Wall Street’s three major domestic equity indexes staged a comeback to close around one percent higher on Wednesday, as investors turned their focus to earnings and away from a trade conflict between the United States and China that wreaked havoc in earlier trading.
After investors fled equities in the morning due to proposed retaliatory tariffs from China, their concerns about a potential trade war eased by the afternoon after Trump’s top economic adviser Larry Kudlow said the administration was in a “negotiation” with China rather than a trade war.
The markets were comforted by the fact that any tariffs would not take effect immediately, if at all. Strategists also cited the S&P’s bounce above a key technical support level and said they expect equities to rise further around the first quarter earnings season, due to start in mid-April.
The S&P opened below its 200-day moving average, a key technical level, but inched above it as the session progressed, and by afternoon it was in positive territory.
The turnaround marked the first time the S&P had showed gains for two consecutive days since early March.
Despite big swings in stocks, trading activity in equity options was muted as expectations for strong corporate earnings quelled the urge to load up on contracts that benefit from a surge in market volatility.
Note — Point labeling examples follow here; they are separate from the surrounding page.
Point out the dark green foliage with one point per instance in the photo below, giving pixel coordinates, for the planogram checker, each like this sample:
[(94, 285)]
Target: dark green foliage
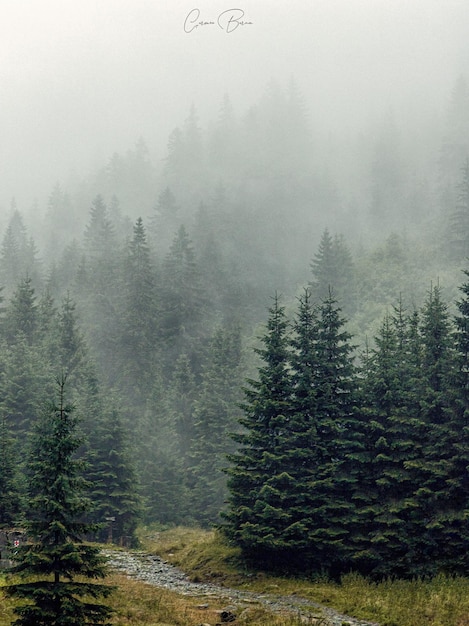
[(257, 518), (10, 491), (215, 415), (138, 329), (55, 553), (114, 488)]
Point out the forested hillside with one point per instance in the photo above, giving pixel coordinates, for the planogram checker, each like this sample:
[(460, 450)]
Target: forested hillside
[(149, 285)]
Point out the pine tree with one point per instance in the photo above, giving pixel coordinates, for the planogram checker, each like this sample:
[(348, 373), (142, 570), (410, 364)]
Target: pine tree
[(215, 411), (434, 509), (332, 268), (393, 439), (10, 490), (114, 490), (455, 531), (182, 295), (138, 333), (257, 519), (340, 430), (56, 555)]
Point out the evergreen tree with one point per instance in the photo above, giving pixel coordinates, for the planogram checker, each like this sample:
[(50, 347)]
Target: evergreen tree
[(10, 490), (340, 430), (257, 519), (393, 439), (332, 268), (215, 412), (114, 483), (459, 219), (138, 334), (455, 531), (56, 554), (183, 301), (434, 509), (22, 314), (160, 464)]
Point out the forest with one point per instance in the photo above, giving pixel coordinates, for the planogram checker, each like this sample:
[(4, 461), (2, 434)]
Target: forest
[(256, 339)]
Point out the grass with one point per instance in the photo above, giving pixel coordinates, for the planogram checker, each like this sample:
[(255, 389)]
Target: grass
[(139, 604), (205, 555), (443, 601)]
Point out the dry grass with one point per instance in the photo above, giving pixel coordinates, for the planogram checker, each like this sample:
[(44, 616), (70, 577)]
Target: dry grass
[(443, 601), (139, 604), (205, 555)]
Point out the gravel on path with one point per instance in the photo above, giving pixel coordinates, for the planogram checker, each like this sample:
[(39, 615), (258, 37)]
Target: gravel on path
[(155, 571)]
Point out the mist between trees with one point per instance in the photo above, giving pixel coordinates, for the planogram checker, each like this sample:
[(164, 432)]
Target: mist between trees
[(155, 318)]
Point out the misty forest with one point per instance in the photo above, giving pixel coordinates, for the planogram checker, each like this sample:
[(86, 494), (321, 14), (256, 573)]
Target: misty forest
[(267, 330)]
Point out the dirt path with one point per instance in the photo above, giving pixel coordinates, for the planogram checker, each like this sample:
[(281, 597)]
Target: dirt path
[(155, 571)]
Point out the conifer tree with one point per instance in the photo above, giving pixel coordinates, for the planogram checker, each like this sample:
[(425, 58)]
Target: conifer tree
[(56, 555), (10, 490), (431, 473), (340, 430), (138, 334), (393, 438), (215, 412), (257, 519), (114, 490), (455, 531)]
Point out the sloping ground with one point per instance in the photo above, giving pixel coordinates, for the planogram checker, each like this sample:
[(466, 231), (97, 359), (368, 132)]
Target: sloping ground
[(155, 571)]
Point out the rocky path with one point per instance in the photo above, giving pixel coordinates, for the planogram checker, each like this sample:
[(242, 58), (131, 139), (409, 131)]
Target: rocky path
[(155, 571)]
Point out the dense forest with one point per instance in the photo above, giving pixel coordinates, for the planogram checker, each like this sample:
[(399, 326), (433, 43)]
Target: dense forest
[(150, 286)]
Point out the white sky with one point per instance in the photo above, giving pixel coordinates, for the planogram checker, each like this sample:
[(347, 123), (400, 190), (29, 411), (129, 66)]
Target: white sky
[(81, 80)]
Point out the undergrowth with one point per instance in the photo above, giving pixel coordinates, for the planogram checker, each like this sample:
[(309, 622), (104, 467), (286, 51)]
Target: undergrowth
[(206, 555)]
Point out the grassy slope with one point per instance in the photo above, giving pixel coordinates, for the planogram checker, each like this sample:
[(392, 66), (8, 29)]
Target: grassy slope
[(205, 556), (443, 601)]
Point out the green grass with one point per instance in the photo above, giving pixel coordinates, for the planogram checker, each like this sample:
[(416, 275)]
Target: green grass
[(205, 555)]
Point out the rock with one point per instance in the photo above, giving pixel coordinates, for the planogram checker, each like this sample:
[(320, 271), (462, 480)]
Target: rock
[(227, 616)]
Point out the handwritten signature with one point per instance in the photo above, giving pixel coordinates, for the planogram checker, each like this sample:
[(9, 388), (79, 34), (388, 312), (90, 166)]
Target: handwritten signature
[(228, 20)]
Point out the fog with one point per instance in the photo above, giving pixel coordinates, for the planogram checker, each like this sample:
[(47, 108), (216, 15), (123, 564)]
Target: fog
[(82, 81)]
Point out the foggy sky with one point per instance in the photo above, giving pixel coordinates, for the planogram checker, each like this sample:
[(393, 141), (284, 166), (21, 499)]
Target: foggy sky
[(80, 81)]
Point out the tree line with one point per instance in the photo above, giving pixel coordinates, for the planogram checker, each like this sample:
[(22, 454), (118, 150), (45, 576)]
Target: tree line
[(363, 465)]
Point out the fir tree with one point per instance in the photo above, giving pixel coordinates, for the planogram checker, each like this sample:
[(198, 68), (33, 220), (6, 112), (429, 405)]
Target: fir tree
[(56, 555), (10, 490), (215, 412), (257, 519)]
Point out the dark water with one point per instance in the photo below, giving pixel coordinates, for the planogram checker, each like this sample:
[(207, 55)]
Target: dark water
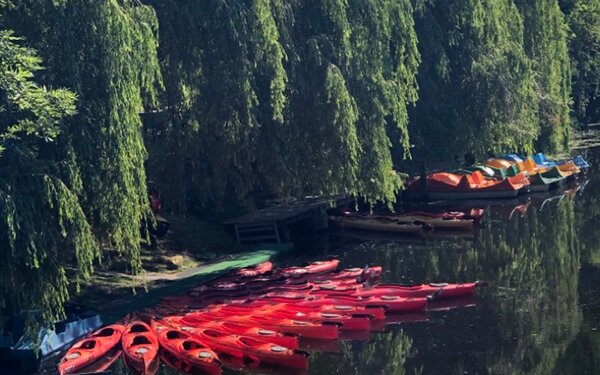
[(539, 315)]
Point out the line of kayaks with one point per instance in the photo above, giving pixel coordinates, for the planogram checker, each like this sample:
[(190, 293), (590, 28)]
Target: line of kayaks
[(503, 177), (258, 316), (414, 222)]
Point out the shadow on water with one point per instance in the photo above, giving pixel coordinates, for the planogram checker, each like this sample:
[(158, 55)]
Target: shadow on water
[(539, 315)]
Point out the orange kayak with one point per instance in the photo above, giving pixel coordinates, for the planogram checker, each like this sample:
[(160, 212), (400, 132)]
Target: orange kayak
[(90, 349), (283, 339), (293, 326), (259, 269), (140, 347), (187, 348), (256, 350), (313, 268)]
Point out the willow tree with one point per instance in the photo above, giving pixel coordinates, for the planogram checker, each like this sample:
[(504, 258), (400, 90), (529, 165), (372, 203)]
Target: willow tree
[(105, 51), (546, 43), (584, 49), (283, 97), (42, 224), (477, 89)]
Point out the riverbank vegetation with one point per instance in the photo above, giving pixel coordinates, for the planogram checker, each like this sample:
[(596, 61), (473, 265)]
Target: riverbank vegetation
[(222, 103)]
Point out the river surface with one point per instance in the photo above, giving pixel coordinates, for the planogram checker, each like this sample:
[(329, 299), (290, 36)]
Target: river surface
[(540, 313)]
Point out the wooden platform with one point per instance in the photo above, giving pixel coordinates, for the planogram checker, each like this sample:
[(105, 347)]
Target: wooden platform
[(270, 224)]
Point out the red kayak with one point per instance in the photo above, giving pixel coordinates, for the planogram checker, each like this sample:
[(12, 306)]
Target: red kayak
[(182, 366), (283, 339), (313, 268), (440, 290), (389, 303), (259, 269), (140, 347), (327, 305), (375, 313), (90, 349), (187, 348), (298, 327), (277, 312), (257, 350)]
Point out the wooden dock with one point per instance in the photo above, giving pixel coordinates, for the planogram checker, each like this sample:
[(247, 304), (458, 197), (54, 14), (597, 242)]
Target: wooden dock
[(271, 224)]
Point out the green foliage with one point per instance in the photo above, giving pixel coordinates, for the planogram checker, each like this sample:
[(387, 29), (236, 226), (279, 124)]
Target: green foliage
[(105, 51), (584, 48), (290, 98), (476, 83), (545, 42), (42, 225)]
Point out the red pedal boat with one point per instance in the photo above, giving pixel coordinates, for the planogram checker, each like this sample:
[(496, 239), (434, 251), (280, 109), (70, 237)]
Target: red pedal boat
[(187, 348), (257, 350), (140, 348), (90, 349), (313, 268)]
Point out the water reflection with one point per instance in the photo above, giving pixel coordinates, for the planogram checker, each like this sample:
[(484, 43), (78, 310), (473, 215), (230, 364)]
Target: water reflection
[(540, 314)]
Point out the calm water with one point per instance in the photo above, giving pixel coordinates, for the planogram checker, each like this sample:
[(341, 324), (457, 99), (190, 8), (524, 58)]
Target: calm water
[(539, 315)]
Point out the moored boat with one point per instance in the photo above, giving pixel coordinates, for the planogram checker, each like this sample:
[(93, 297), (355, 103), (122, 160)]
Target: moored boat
[(317, 267), (140, 347), (444, 185), (91, 349), (376, 224), (251, 348), (186, 347)]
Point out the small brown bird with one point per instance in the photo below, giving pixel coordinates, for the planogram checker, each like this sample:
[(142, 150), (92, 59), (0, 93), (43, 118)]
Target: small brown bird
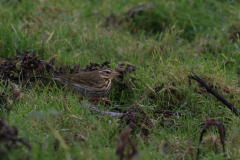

The Cboe Volatility Index closed down 1.04 points at 20.06.
The technology sector rose 1.4 percent with only two of its stocks ending the day in negative territory.
Facebook was pummeled on the news that its chief executive would testify before Congress over its data privacy scandal. However, the shares closed well off itheir session low with a 0.6 percent drop to $155.10.
Boeing was the largest drag on the Dow due to its exposure to China, as its shares ended the day well off their session lows with a one percent decline to $327.44 after falling as low as $311.88.
Farm machinery company Deere ended the trading day down 2.9 percent at $148.57 as it could be hurt by China tariffs if its customers’ exports are curbed.
After being a laggard for much of the session, the S&P 500’s industrials sector turned positive late in the day to close 0.4 percent higher.
Approximately 7.04 billion shares changed hands on the major domestic equity exchanges, as compared to a 7.3 billion share average for the past 20 trading days.